Proprio per questo invito ad essere figli dell’Altissimo, Gesù continua con delle parole che sono in aperta contraddizione con quanto lui in precedenza aveva affermato nel capitolo 12: in quel capitolo, usando le stesse immagini, Gesù aveva parlato di un signore che torna a casa a notte fonda, trovava i servi ancora in piedi e cosa fa? “Li farà mettere a tavola, si cingerà le vesti e si metterà a servirli”.
Era l’immagine dell’eucaristia, dove il Signore, a quelli che l’hanno accolto e con lui e come lui orientano la propria vita per il bene degli altri, comunica la sua stessa energia, la sua stessa capacità d’amore. Qui abbiamo tutto il contrario, mentre Gesù parla di un signore che si cinge le vesti, qui il padrone dice al sevo “cingiti le vesti”, atteggiamento di servizio.
Mentre Gesù aveva parlato di un Signore che fa mettere i suoi a tavola, qui dice che è lui che si mette a tavola e, mentre aveva detto che sarebbe passato a servirli, qui dice che lui ordina e comanda “Servimi!”
Quanto sopra descritto è il comportamento dettato dalla tradizione ed è manifestazione di profondo egoismo; per questo Gesù continua “«Avrà forse gratitudine verso quel servo, perché ha eseguito gli ordini ricevuti? Così anche voi, quando avrete fatto tutto quello che vi è stato ordinato …»”, ordinare è un verbo che richiama l’obbedienza alla legge dell’Antico Testamento, “« … dite ‘Siamo servi inutili. Abbiamo fatto quanto dovevamo fare’.»”
Se si continua per la strada della tradizione e dell’egoismo si è servi inutili, la vita diviene inutile. Gesù vuole rendere i discepoli Figli di Dio, cioè liberi, ma questa libertà si ha soltanto con un amore simile a quello del Padre. Gesù vuole portare i suoi verso la nuova alleanza diversa da quella antica: da quella basata sull’obbedienza alla legge del Signore a quella dell’accoglienza dell’amore del Padre.
Per farlo bisogna innalzare la soglia del proprio amore e, per fare questo, bisogna abbandonare quel rapporto servo-Signore che era stato imposto da Mosè.
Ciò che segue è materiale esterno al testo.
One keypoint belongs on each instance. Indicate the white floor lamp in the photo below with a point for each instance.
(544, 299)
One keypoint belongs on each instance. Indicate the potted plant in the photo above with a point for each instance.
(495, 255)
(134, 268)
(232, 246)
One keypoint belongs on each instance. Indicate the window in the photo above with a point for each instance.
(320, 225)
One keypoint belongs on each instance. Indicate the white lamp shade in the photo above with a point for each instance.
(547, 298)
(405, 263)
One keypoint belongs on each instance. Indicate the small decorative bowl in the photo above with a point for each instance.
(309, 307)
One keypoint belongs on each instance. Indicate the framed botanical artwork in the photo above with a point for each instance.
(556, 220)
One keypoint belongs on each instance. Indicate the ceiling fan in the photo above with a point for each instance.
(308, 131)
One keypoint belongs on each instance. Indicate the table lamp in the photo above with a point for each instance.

Mosè, servo del Signore, aveva imposto un’alleanza tra dei servi e il loro Signore, basata appunto sull’obbedienza, in cui l’uomo era un servo.
Ma Gesù, il Figlio di Dio, propone un’alleanza tra dei figli e il loro Padre, non più basata sull’obbedienza, ma sull’accoglienza del suo amore. Se non lo faranno, rimarranno sempre nella condizione di servi, di servi inutili.

Note: 1. L’esegesi che segue è tratta liberamente da un’omeria presentata da P. Alberto Maggi OMS il giorno 3 ottobre 2010. – 2. Questo è il significato della parola greca tradotta in italiano con “scandalo”.